Senate Republicans, for their part, have complained that Reid waited to consider the House bill. Instead of taking up the measure as the next business after work on a two-year surface transportation authorization bill (S 1813), Reid instead had initially scheduled 17 cloture votes on judicial nominations, which Republicans called an unnecessarily partisan exercise.

Eventually, an agreement between Reid and Senate Minority Leader Mitch McConnell, R-Ky., avoided the clash over judges, paving the way for consideration of the regulatory measure. Reid received unanimous consent Wednesday to begin debate on the bill Thursday morning.

‘Crowdfunding’ and More
The legislation contains several elements, most of which were already passed by the House as individual bills last November. But they languished until House Majority Leader Eric Cantor, R-Va., combined them into a single package, which passed by a 390-23 vote last week.

One of the most contentious elements would permit “crowdfunding” — the use of social media and the Internet — to finance new businesses. In a crowdfunding stock sale, companies would be permitted to issue securities totaling as much as $1 million without registering the sale with the Securities and Exchange Commission.

Sponsors say this practice would open smaller companies to a wider pool of potential investors.
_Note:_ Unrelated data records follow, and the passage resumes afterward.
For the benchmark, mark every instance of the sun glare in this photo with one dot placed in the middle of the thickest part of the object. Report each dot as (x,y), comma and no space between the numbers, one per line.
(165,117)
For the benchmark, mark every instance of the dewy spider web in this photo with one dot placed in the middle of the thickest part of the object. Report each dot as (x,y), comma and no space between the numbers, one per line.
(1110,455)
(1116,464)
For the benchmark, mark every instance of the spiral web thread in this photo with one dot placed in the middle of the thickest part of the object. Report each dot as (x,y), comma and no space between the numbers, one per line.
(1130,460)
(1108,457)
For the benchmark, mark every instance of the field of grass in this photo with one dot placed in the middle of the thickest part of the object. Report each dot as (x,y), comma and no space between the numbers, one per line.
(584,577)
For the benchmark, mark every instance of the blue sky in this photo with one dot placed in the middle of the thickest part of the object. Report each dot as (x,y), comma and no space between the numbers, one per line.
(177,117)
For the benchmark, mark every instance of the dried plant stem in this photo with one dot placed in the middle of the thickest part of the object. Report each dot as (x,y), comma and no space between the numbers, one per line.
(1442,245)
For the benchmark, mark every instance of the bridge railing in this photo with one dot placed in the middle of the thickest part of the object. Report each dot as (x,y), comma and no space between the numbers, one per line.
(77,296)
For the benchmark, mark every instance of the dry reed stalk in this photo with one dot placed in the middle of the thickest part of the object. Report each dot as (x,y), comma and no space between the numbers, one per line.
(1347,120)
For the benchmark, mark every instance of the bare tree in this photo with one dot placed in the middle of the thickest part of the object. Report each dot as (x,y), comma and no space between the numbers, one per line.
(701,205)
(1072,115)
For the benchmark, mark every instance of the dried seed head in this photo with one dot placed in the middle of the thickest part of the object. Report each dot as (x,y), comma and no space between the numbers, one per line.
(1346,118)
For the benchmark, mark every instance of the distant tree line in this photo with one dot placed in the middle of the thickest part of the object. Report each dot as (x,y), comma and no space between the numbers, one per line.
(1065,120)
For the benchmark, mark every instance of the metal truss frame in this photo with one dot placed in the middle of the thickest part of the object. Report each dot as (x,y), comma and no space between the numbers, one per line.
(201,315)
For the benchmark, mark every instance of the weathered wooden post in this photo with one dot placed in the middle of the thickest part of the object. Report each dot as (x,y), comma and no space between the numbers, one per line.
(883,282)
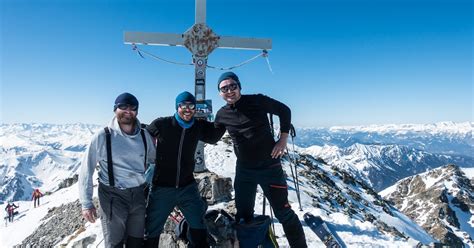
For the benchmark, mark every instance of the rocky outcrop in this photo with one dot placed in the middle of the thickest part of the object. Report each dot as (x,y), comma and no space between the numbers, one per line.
(59,223)
(66,220)
(432,199)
But Durbin complained that it would bring “organized fleecing to the Internet, letting the next generation of Ponzi players go viral.”

Another disputed element of the bill would allow “emerging growth companies,” those with gross revenue below $1 billion, to sell shares to the public without fully complying with some requirements of the 2002 Sarbanes-Oxley corporate accounting law (PL 107-204).

Ex-Im Bank Authorization
Although efforts to insert investor protections into the House measure do not appear likely to succeed, that does not mean the Senate will simply clear it for the president’s signature.

Senate Democrats hope they will succeed in amending the bill with a reauthorization of the Export-Import Bank, whose authority to lend will soon expire. The amendment would also raise the current limit on total loans by the bank.

If the amendment is adopted, as seems likely, that would complicate but probably not derail the underlying bill’s trajectory. Some conservatives oppose raising the bank’s lending cap, including Cantor, who hopes to unveil his own legislation to overhaul the bank’s charter later this month.